Thursday, June 20, 2013

Little to win, but nothing to lose

Ok, I'll admit it, I have a problem: I really like making jam. In the two weeks since fresh fruit has started to become available, I've made 29 (half pint) jars of it. To be fair, a big part of this is my ongoing quest to find a strawberry jam that I really like. Strawberries are my favorite berry. As a kid, strawberry jam was always my favorite, but now I find it too sweet for my adult tastes. After a couple years of strawberry balsamic, I've decided to branch out and try some other options. So, this year we have three new varieties to try. First up, as I mentioned previously, was this. I followed the recipe pretty exactly, estimating with the mint leaves (and erring on the high side, as I saw recommended in another review I read), since those on our plant were pretty small and using regular granulated sugar. It's easily the prettiest of the three, bright red with beautiful whole berries suspended on the top. The jury's still out on the taste. I think I went a little heavy on the mint, but we haven't opened any of the jars that were processed yet. It looks as though it will be pretty runny too, should have done a test rather than relying on the somewhat vague instructions.



Next up was this guy. I was really excited about this one, getting some additional tartness from the rhubarb and making something I didn't have to carefully watch over and stir on the stove. I doubled the recipe and cooked it on high in the crockpot, with the top slightly ajar, for about 18 hours. I really like the flavor of the leftovers that I tried, but the texture is a little gummy. For one, I forgot to mash the strawberries and for two, I think the cook time was a little too long. I'll definitely give it a try again next year, with those two changes in mind.



Last was this one (the amounts have been adapted a bit here, look in the book for her original measurements). I've loved all of the recipes that I've tried from her book, and this is no exception. It may be the sweetest of the three, but the Drambuie gives it such a complex and interesting flavor, that it may be the winner. A winter's eating (and sharing with friends and family) should help with our decision making.

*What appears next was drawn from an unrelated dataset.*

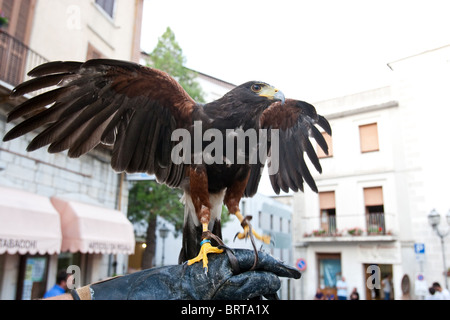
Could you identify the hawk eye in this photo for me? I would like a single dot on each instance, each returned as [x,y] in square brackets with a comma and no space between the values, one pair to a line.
[256,88]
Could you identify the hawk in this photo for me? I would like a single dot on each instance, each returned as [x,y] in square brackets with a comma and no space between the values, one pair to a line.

At any rate, that's why we  now have 20 jars of strawberry jam, as well as 9 of apricot (which is possibly the best jam that I've made yet - it's the Royal Blenheim recipe, made with whatever variety I happened upon at the fruit stand, from The Blue Chair Jam Cookbook and definitely a winner). Jam season has only barely started - we still have blueberries, blackberries, raspberries, peaches, and pears to consider. Three people eating toast for breakfast every morning (which is typical for us) only consume about one jar a week, so it looks like we'll  need to be gifting some jams and preserves this year. Nothing wrong with that.

Did I mention how awesome this is? Seriously good stuff.